Deep water, shallow understanding: managing the risk from sea level rise | University of Oxford

Deep water, shallow understanding: managing the risk from sea level rise

Prof Michael Oppenheimer, Princeton University
Event date
Event time
16:00 - 17:00
Mathematical Institute
Woodstock Road
Venue details

Corner of Catte and Holywell Streets

Event type
Lectures and seminars
Event cost
Disabled access?
Booking required

This is a joint event between the Oxford Martin School and the Oxford Climate Research Network

Managing the risk to coastal populations, infrastructure, and ecosystems resulting from sea level rise presents unique and daunting challenges. Sea level rise lags behind global warming due to inertia in the ocean-ice system; likewise, the response of sea level to stabilisation of the climate will lag behind the temperature response, making emissions reduction policy relatively ineffective through midcentury in reducing the rate of rise. Consequently, anticipatory adaptive responses are the key to lowering risk in the near term. On a century scale or longer, emissions mitigation can substantially reduce risk but century-scale projections of sea level rise are deeply uncertain due to a lack of knowledge and expert disagreement about the future contribution of the Antarctic ice sheet. On the latter timescale, effective responses would include a mixture of hard protection such as surge barriers and sea walls, flexible measures such as enhancement of natural defences and buildings that can withstand episodic flooding, and permanent, managed withdrawal of populations from many areas.

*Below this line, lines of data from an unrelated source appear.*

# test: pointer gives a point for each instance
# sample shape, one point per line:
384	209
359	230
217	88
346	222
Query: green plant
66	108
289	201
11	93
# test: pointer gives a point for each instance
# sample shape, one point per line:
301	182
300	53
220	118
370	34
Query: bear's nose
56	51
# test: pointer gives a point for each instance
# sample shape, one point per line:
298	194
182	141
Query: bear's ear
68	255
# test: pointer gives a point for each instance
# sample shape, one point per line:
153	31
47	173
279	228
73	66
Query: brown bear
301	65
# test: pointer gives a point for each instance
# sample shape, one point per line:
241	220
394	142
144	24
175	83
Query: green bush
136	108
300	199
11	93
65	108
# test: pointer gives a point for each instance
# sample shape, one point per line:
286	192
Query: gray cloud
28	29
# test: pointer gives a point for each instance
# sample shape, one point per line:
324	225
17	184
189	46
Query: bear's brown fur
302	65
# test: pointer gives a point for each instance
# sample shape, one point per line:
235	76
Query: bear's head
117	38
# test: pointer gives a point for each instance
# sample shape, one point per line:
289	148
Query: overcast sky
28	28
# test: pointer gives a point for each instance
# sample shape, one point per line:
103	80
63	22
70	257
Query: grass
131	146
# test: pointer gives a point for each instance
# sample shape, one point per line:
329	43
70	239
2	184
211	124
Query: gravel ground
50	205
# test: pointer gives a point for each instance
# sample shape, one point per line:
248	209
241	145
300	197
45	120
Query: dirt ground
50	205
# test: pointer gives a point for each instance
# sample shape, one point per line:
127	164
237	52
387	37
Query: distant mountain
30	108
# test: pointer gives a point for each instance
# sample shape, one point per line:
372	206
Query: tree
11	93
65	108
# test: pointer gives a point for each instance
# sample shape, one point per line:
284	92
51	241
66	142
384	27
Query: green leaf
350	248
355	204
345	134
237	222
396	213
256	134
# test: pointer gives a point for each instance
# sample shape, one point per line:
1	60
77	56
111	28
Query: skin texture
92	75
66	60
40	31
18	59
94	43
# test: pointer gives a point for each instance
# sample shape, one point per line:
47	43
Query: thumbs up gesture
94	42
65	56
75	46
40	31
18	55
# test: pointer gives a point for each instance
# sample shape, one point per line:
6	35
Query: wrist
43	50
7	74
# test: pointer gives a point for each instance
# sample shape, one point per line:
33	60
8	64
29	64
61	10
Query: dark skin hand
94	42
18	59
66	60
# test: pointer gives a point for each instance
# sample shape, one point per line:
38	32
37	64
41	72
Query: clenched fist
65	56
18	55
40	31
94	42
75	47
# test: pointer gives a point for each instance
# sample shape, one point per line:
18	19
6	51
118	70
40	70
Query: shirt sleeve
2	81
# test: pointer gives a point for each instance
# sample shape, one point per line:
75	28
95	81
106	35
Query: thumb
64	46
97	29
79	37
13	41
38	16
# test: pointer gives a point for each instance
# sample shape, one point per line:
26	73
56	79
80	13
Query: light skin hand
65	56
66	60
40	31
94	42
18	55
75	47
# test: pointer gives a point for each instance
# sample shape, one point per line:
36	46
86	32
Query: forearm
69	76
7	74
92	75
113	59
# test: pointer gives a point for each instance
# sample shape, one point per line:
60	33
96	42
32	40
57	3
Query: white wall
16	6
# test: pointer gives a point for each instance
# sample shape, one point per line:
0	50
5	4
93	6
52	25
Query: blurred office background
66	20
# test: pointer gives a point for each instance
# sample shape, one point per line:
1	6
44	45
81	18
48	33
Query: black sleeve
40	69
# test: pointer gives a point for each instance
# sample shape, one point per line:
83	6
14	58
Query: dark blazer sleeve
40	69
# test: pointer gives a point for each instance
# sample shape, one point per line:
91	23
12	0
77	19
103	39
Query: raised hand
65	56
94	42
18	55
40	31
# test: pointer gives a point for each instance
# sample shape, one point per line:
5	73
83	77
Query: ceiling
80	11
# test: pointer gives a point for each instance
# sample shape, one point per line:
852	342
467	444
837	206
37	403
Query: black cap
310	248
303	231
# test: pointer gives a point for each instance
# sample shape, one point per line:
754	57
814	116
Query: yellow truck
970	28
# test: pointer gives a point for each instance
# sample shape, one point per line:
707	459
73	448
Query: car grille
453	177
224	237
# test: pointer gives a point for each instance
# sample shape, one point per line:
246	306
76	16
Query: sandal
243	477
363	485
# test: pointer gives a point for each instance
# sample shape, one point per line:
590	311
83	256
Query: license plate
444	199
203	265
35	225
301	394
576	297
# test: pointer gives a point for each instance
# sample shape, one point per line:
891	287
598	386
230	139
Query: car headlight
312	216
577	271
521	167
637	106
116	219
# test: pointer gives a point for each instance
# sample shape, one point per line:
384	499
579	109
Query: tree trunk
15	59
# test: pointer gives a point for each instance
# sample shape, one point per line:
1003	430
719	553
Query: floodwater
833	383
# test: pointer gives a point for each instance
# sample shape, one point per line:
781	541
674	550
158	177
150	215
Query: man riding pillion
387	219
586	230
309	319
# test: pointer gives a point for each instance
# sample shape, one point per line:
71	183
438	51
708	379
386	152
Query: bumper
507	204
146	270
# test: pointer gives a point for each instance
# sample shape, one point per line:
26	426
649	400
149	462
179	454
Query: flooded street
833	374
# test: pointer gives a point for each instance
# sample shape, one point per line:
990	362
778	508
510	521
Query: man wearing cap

However, inertia in the policy system arising from perverse incentives, short-term perspectives, and behavioural biases, exacerbated by scientific uncertainty, virtually guarantee a response to this threat which will be far below the optimum. In many countries, including wealthy ones, a large gap between adaptation capacity and implementation is already apparent, putting lives and property continually under threat from temporary flooding and eventually, permanent inundation. Professor Michael Oppenheimer's, Albert G. Milbank Professor of Geosciences and International Affairs at Princeton University, talk will elucidate the increase in coastal hazard accompanying sea level rise to date, the rapid increase in the threat projected for the future, and means to overcome, at least partially, the dual problem of physical and policy inertia.

This talk will be followed by a drinks reception, all welcome.